Germinal Stage Denver, Denver, Colorado, directed by Ed Baierlein, from April 4 to May 4, 2008.

50th birthday anniversary and related celebration event

Lyric Hammersmith, London, England, directed by David Farr, from May 8 to May 24, 2008 (Lee); "Players include [d]: Sian Brooke, Sheila Hancock, Lloyd Hutchinson, Justin Salinger, Alan Williams, Nicholas Woodeson" (revival site).

2009

The Melbourne Theater Company presents 'The Birthday Party' at Fairfax Theater, The Arts Center

The next noteworthy French revival, March 2009

L'Anniversaire ( Birthday Party ), adapted and directed by Michel Fagadau, in ThÃÆ'  © à ¢  ¢  ¢ tre des Champs Elysà © Ã… © es, Paris, until March 26, 2009.

Cast:

  • Lorant Deutsch
  • Jean-François StÃÆ'Â © venin
  • Andrà © dan FerrÃÆ' © ol
  • Nicolas Vaude
  • Jacques Boudet
  • milis Chesnais

2011

The Kansas City Actors Theater (KCAT) presents the Birthday Party, directed by Bruce Roach, in a treasury with three one-act Pinter, The Collection The Lover The Lover The Lover i> and Evening, August 16 - September 11, 2011.

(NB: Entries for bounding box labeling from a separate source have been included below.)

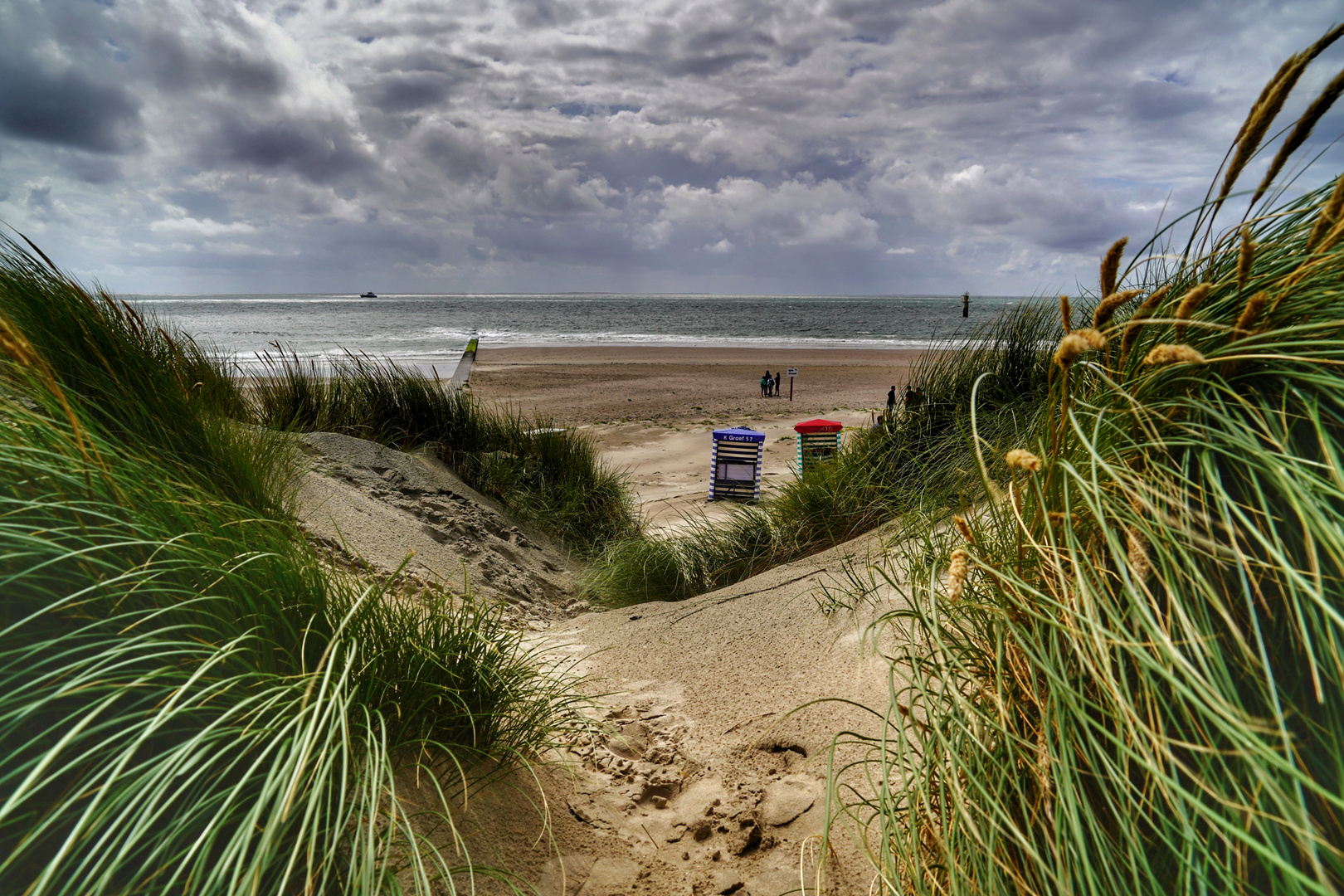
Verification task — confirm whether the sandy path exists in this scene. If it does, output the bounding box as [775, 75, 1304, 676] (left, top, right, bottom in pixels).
[435, 533, 900, 896]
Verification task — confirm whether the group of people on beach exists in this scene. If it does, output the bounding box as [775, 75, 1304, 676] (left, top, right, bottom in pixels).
[761, 371, 783, 397]
[887, 382, 923, 418]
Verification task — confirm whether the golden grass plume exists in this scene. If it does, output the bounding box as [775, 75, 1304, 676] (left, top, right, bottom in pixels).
[1144, 343, 1207, 367]
[1004, 449, 1042, 473]
[1176, 284, 1214, 338]
[947, 548, 971, 603]
[1101, 236, 1129, 298]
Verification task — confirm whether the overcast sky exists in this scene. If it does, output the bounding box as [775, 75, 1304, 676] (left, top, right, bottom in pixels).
[0, 0, 1344, 295]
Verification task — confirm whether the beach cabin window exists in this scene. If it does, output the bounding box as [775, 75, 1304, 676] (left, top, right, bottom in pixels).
[793, 419, 844, 473]
[716, 460, 755, 482]
[709, 426, 765, 501]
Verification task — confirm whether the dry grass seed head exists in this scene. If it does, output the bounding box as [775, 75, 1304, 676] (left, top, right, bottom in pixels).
[1251, 70, 1344, 204]
[947, 548, 971, 603]
[1119, 286, 1171, 354]
[1074, 326, 1106, 352]
[1307, 174, 1344, 249]
[1233, 289, 1269, 336]
[1176, 284, 1212, 338]
[1236, 224, 1255, 293]
[1125, 527, 1153, 582]
[1093, 289, 1144, 329]
[1101, 236, 1129, 297]
[1004, 449, 1042, 473]
[1055, 334, 1091, 367]
[1144, 344, 1207, 367]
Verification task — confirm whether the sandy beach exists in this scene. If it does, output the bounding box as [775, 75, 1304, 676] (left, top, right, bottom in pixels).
[470, 345, 921, 531]
[472, 345, 921, 426]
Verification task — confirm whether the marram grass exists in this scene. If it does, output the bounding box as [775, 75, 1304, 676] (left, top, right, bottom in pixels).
[832, 38, 1344, 894]
[246, 352, 640, 555]
[0, 245, 583, 896]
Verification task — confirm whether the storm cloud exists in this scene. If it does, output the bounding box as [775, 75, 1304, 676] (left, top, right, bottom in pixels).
[0, 0, 1344, 295]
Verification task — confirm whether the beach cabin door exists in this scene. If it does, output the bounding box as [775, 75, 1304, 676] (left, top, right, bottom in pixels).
[709, 426, 765, 501]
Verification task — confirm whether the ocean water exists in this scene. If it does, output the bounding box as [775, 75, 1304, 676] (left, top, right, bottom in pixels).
[124, 293, 1024, 375]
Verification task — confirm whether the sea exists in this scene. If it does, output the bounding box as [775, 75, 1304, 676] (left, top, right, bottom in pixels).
[122, 293, 1030, 373]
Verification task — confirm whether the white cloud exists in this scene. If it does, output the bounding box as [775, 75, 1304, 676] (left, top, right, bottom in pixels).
[149, 217, 256, 236]
[0, 0, 1344, 293]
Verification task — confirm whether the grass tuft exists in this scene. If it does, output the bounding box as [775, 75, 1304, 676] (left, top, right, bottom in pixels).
[585, 302, 1064, 606]
[828, 38, 1344, 894]
[0, 243, 572, 896]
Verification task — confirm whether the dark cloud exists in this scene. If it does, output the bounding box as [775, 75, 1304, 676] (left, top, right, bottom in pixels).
[144, 28, 286, 100]
[0, 0, 1344, 293]
[61, 153, 121, 184]
[0, 59, 143, 153]
[373, 72, 451, 111]
[199, 110, 373, 184]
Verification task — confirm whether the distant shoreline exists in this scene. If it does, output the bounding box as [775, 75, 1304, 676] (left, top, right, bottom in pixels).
[470, 344, 925, 426]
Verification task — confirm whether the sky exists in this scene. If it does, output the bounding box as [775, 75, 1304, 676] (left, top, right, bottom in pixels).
[0, 0, 1344, 295]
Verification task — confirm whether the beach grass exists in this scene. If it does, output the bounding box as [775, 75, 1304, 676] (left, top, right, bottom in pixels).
[585, 301, 1062, 606]
[0, 243, 574, 896]
[832, 38, 1344, 894]
[246, 352, 639, 555]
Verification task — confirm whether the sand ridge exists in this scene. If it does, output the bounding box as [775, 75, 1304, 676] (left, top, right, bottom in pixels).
[299, 349, 908, 896]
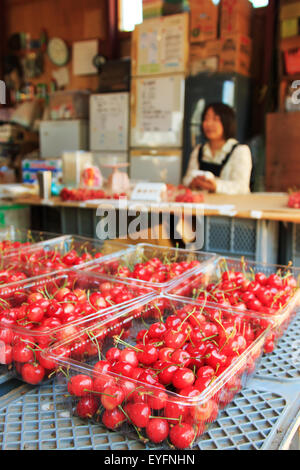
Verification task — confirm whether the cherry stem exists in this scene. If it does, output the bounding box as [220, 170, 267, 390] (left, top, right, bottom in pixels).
[113, 336, 143, 353]
[118, 405, 148, 444]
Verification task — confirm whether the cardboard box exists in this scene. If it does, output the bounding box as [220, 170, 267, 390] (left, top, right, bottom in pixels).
[280, 18, 300, 39]
[189, 39, 221, 75]
[190, 39, 221, 59]
[279, 1, 300, 21]
[143, 0, 189, 20]
[143, 0, 164, 20]
[220, 0, 253, 37]
[163, 0, 190, 15]
[49, 90, 90, 120]
[219, 34, 252, 77]
[190, 0, 219, 43]
[22, 159, 63, 184]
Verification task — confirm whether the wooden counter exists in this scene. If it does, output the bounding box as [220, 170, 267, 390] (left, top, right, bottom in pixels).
[15, 193, 300, 224]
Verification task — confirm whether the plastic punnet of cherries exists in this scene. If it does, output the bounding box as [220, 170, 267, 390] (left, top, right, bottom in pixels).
[0, 247, 102, 285]
[0, 272, 148, 385]
[47, 297, 270, 449]
[171, 259, 300, 353]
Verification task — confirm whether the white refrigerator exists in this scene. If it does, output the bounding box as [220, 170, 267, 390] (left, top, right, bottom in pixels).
[89, 92, 130, 178]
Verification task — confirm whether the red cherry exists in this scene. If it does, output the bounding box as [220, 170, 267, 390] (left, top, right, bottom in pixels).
[172, 367, 195, 389]
[146, 417, 169, 444]
[102, 408, 126, 430]
[101, 385, 124, 410]
[169, 423, 195, 449]
[128, 403, 151, 428]
[76, 395, 99, 418]
[21, 362, 45, 385]
[68, 374, 93, 397]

Teatro La Plaza, Lima, PerÃÆ'º, presents "La fiesta de cumpleaÃÆ' Â ± os" (Birthday Party) directed by Chela de Ferrari

2013

Steppenwolf Theater Company, Chicago directed by Austin Pendleton January 24 - April 28, 2013. The players include Ian Barford as "Stanley", John Mahoney as "Petey", and Moira Harris as "Meg".